I stepped from the aeroplane into a thick haze of humidity. Its warmth enveloped me in greeting, rich with the scent of the wet season. Heavy, grey clouds lounged low in the sky, soon to deluge the city of Juba with its daily downpour.

‘Welcome to our new country!’ beamed the customs officer, reaching over the heads of the newly arrived throng for my travel permit. He flashed me a wide, toothy smile, appearing genuinely pleased to see me. I was not expecting this. Where was the surly glare I had experienced in Kinshasa?
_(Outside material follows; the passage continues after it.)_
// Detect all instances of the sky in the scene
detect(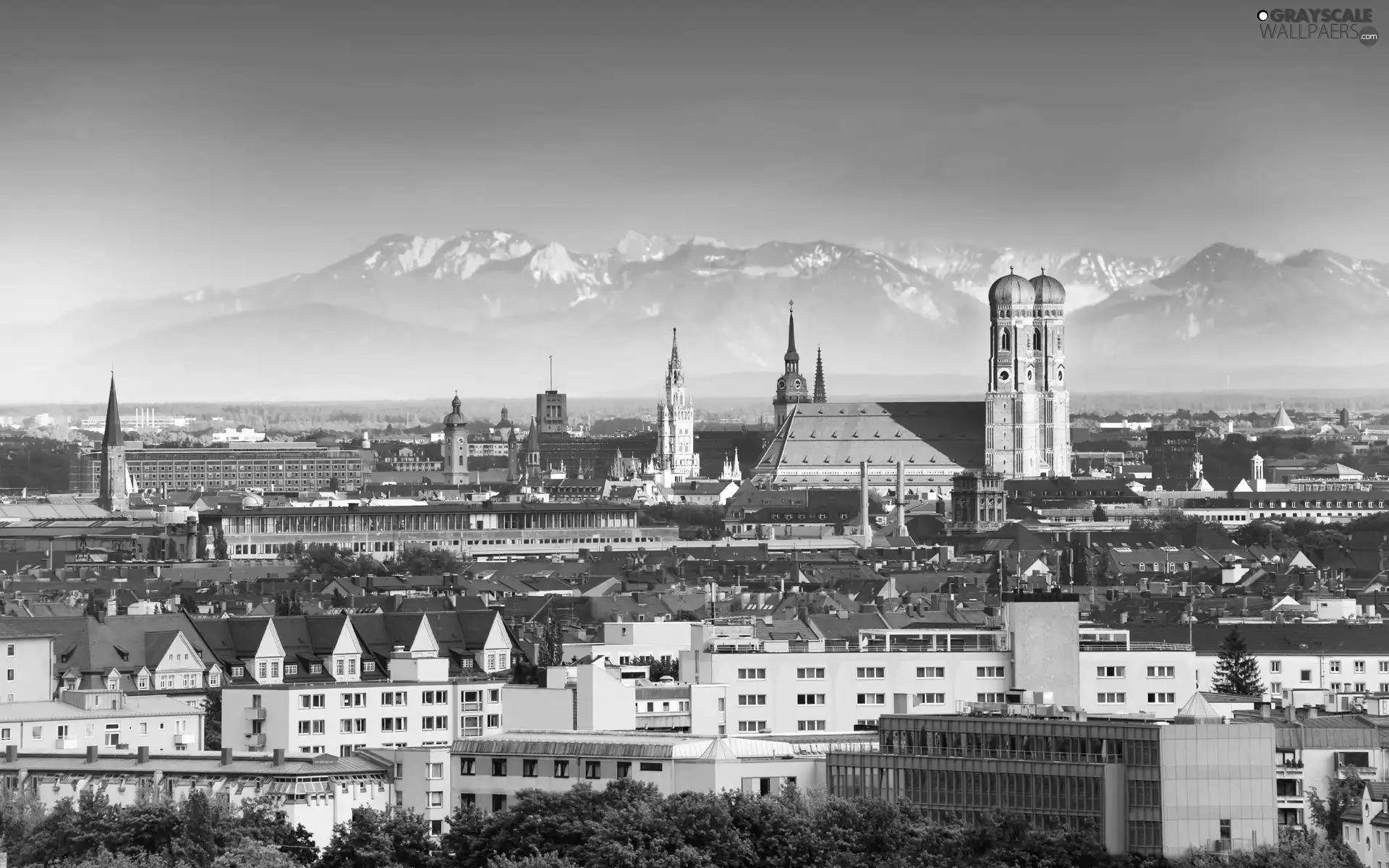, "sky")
[0,0,1389,320]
Where was the suffocating security of Kabul?

The world’s media was anxiously hopeful in the run up to South Sudan’s celebration of independence on July 9. Fears of violence and unease over the many problems still unresolved were all underscored by a deep incredulity that this day had actually arrived for a region wracked by war for much of the past fifty years.
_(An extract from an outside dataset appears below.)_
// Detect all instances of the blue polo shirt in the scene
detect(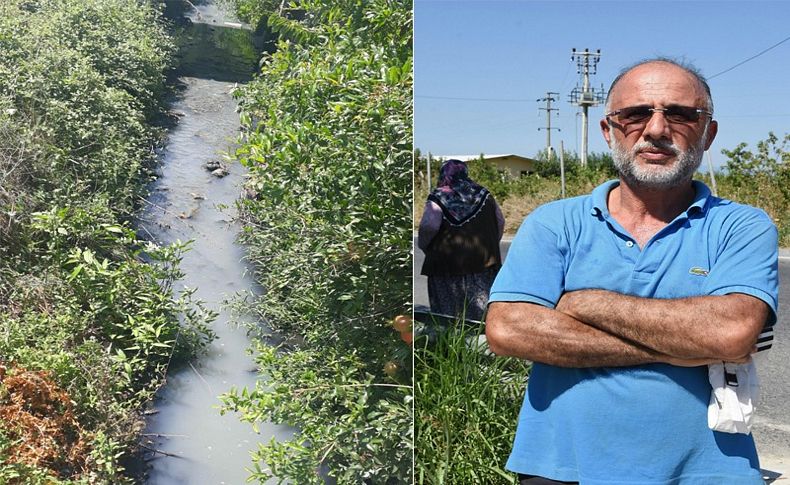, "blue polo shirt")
[490,181,778,485]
I arrived just days later, and the elation was still plain to see in the customs officer’s greeting. The mood was also evident on the streets of Juba. Amidst the pools of murky water and mounds of rotting garbage, precarious wooden scaffolding encased new buildings being constructed. Gleaming solar powered street-lights flashed by as we drove past road crews busily marking lines on a newly paved road.  About me, four-wheel drives bearing logos of aid agencies and government ministries weaved and jostled their way through the pedestrians. The world’s newest capital is bursting at its seams.

Ive been dispatched as the UK’s Stabilisation Adviser, charged with continuing the work of Adrian Garside, who by all accounts was universally admired, leaving me with substantial shoes to fill. As such, I’m to oversee the £50m Sudan Recovery Fund and £10m Community Security and Small Arms Control programmes. Both were established to tackle the pervasive conflict that continues to threaten South Sudan’s stability.
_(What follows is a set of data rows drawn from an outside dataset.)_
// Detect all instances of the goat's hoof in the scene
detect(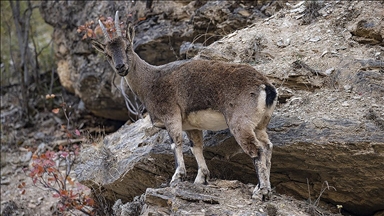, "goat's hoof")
[169,179,181,187]
[194,175,209,185]
[252,187,272,201]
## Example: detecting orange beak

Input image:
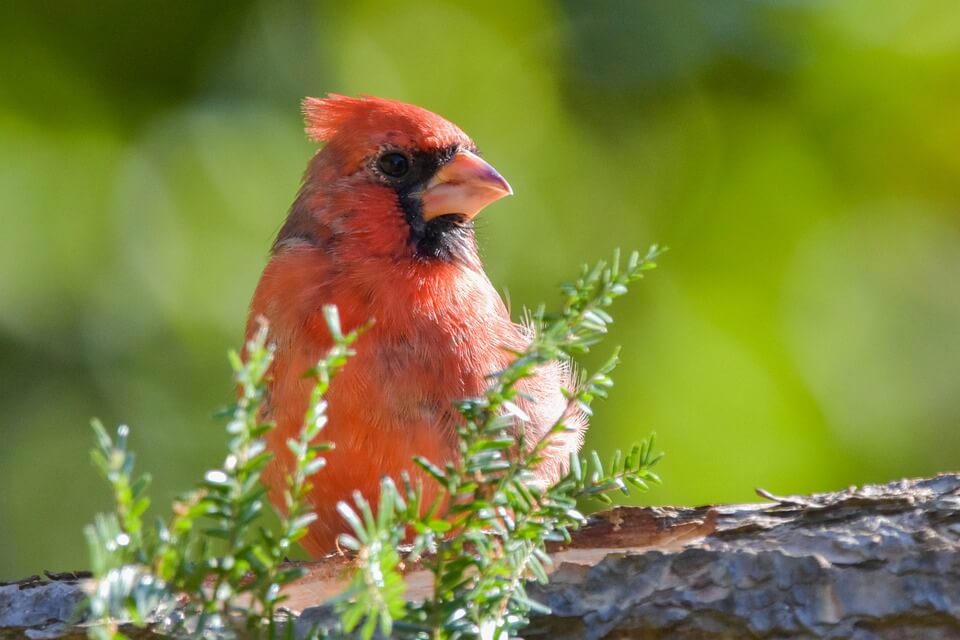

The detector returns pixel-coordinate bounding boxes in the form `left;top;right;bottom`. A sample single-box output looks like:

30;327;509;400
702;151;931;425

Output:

Thankfully, two former Helmand comrades are to join me; Phil Weatherill and Mike McKie will be embedded within UNDP to manage the programmes across four of South Sudan’s most violent states. They will have the unenviable jobs of ensuring that roads are built, police posts established and warring communities brought together in some of the remotest parts of the country.

It’s clearly going to be a massive challenge, one fraught with dilemmas, uncertainties and setbacks. It also strikes me that ‘stabilisation’ in South Sudan wont look like stabilisation elsewhere, and that this journey can’t be constrained or configured by what failed or succeeded in other parts of the world. Whatever its course, it will certainly be one buoyed by the optimism and energy of a newly forged nation excited for its future.